La chanteuse américaine Billie Eilish a récemment été mise en difficulté après avoir dénoncé l’agence de l’immigration ICE lors d’une cérémonie musicale, affirmant que « personne n’est illégal sur une terre volée ». Son discours, salué par certains, a provoqué des réactions inattendues lorsque des représentants d’une tribu autochtone du sud de la Californie ont révélé que sa résidence se situe sur des terrains historiquement appartenant à leur peuple.

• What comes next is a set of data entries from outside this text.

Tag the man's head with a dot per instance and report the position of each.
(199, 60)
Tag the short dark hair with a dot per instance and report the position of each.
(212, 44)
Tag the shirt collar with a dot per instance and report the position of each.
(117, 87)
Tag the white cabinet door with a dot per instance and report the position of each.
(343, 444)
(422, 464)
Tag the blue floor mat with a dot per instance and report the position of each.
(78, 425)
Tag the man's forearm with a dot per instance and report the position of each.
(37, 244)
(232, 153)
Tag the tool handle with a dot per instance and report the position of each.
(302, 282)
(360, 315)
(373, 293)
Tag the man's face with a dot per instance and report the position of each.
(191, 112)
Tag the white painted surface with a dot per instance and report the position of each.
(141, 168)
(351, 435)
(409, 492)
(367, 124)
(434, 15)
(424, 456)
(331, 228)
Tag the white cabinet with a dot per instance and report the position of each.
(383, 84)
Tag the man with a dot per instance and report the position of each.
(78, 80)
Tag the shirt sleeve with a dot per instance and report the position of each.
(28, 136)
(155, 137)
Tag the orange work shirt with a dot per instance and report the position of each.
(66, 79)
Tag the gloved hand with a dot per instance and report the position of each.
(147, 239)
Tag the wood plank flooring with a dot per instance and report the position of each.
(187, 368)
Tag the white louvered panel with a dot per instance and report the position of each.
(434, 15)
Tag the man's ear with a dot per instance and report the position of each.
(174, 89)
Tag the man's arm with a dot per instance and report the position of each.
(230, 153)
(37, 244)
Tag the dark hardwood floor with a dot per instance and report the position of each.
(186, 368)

Lors des Grammys 2026, Billie Eilish a utilisé sa plateforme pour condamner les pratiques de l’ICE, soulignant le caractère injuste de la colonisation et exigeant un soutien aux migrants. Cependant, une information inquiétante a émergé : la maison de la star, située dans le Grand Bassin de Los Angeles, serait bâtie sur des terres ancestrales des Tongva, un groupe autochtone dont les droits sont régulièrement contestés.

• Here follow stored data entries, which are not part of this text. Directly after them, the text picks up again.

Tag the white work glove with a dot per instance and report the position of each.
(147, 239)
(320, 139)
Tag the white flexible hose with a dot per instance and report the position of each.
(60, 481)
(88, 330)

Un porte-parole de la tribu a confirmé que Billie Eilish n’avait jamais sollicité leur approbation pour son installation. « Nous apprécions qu’elle souligne l’histoire vraie de ce territoire, mais nous espérons qu’une prochaine discussion inclura explicitement notre communauté », a-t-il précisé.
Un cabinet d’avocats local, le Sinai Law Firm, a proposé de représenter les Tongva gratuitement pour expulser la chanteuse de son domicile, jugeant sa déclaration « hypocrite ». « Comment peuvent-ils prôner la justice depuis des propriétés sécurisées ? » a interrogé un avocat.
L’affaire soulève des questions sur l’équilibre entre les droits des populations autochtones et le pouvoir des célébrités, tout en mettant en lumière les tensions persistantes autour de l’héritage colonial américain.